What's particularly interesting to neuroscientists is the role that movement seems to play even in abstract thinking. Glenberg has done multiple studies looking at the effect of arm movements on language comprehension. In Glenberg's work, subjects were asked to determine whether a string of words on a computer screen made sense. To answer they had to reach toward themselves or away from themselves to press a button.
What Glenberg has found is that subjects are quicker to answer correctly if the motion in the sentence matches the motion they must make to respond. If the sentence is, for example, "Andy delivered the pizza to you," the subject is quicker to discern the meaning of the sentence if he has to reach toward himself to respond than if he has to reach away. The results are the same if the sentence doesn't describe physical movement at all, but more metaphorical interactions, such as "Liz told you the story," or "Anne delegates the responsibilities to you."
The implication, Glenberg argues, is that "we are really understanding this language, even when it's more abstract, in terms of bodily action."
Some linguists, cognitive scientists, and philosophers go further - arguing that the roots of even the most complex and esoteric aspects of human thought lie in the body. The linguist George Lakoff, of the University of California, Berkeley, along with Rafael Nunez, a cognitive scientist at the University of California, San Diego, have for several years advanced the argument that much of mathematics, from set theory to trigonometry to the concept of infinity, derives not from immutable properties of the universe but from the evolutionary history of the human brain and body. Our number system, they argue, and our understanding of addition and subtraction emerge from the fact that we are bipedal animals that measure off distances in discrete steps.
"If we had wheels, or moved along the ground on our bellies like snakes," Lakoff argues, "math might be very different."
These ideas have met intense opposition among mathematicians, but also among some cognitive scientists, who believe they reflect an overreaching reading of a promising but still sketchy set of experimental results.
"I think these findings are really fantastic and it's clear that there's a lot of connection between mind and body," says Arthur Markman, a professor of psychology at the University of Texas. He remains skeptical, though, that the roots of higher cognition will be found in something as basic as the way we walk or move our eyes or arms.
"Any time there's a fad in science there's a tendency to say, 'It's all because of this,"' Markman says. "But the thing in psychology is that it's not all anything, otherwise we'd be done figuring it out already."

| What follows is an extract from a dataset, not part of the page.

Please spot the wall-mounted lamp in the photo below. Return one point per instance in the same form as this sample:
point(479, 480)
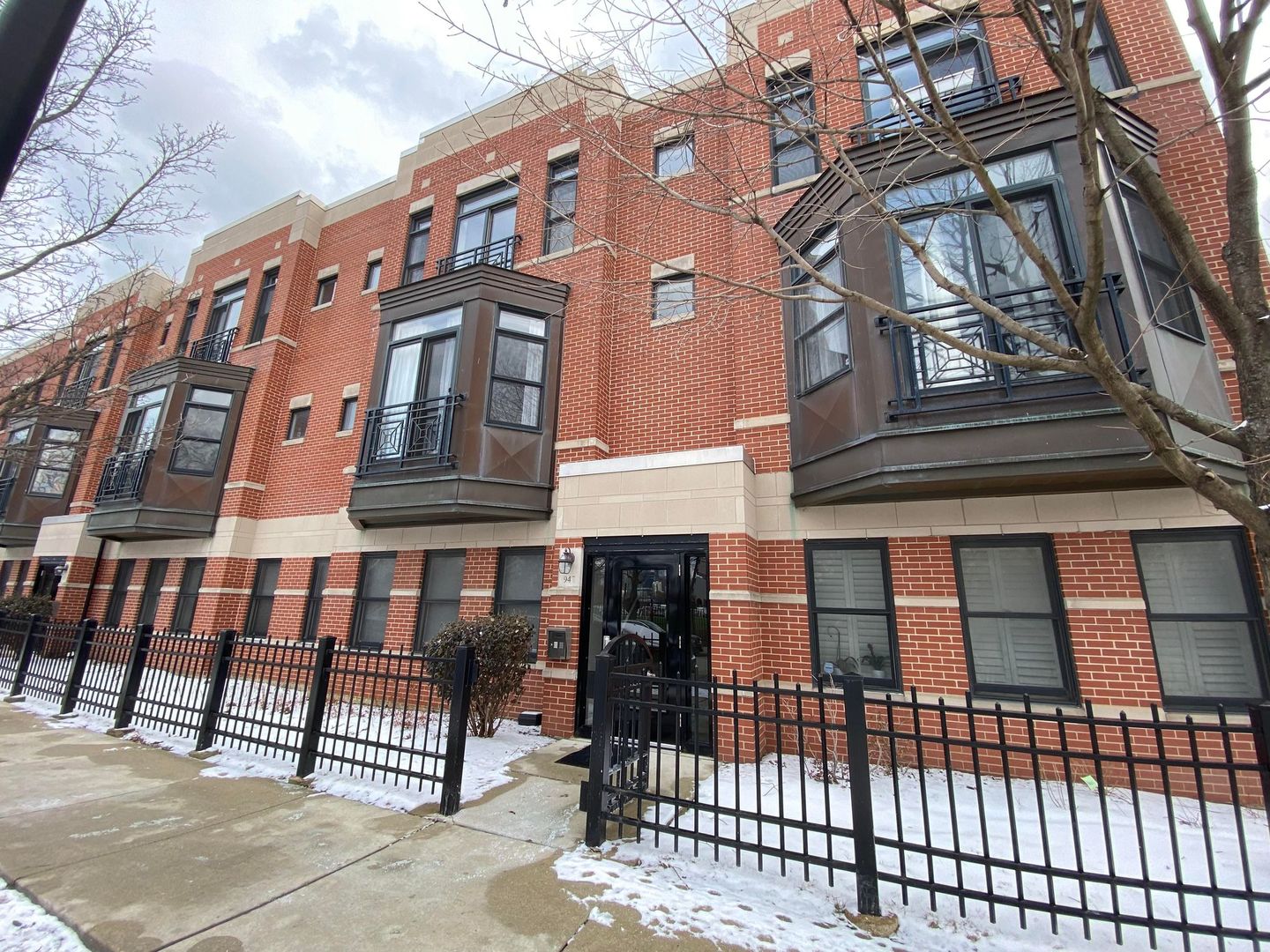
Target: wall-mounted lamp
point(566, 562)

While embodied cognition remains a young field, some specialists believe that it suggests a rethinking of how we approach education. Angeline Lillard, a psychology professor at the University of Virginia, says that one possibility is to take another look at the educational approach that Italian educator Maria Montessori laid out nearly 100 years ago, theories that for decades were ignored by mainstream educators. A key to the Montessori method is the idea that children learn best in a dynamic environment full of motion and the manipulation of physical objects. In Montessori schools, children learn the alphabet by tracing sandpaper letters, they learn math using blocks and cubes, they learn grammar by acting out sentences read to them.
To Lillard, the value of embodied cognition in education is self-evident.
"Our brains evolved to help us function in a dynamic environment, to move through it and find food and escape predators," she says. "It didn't evolve to help us sit in a chair in a classroom and listen to someone and regurgitate information."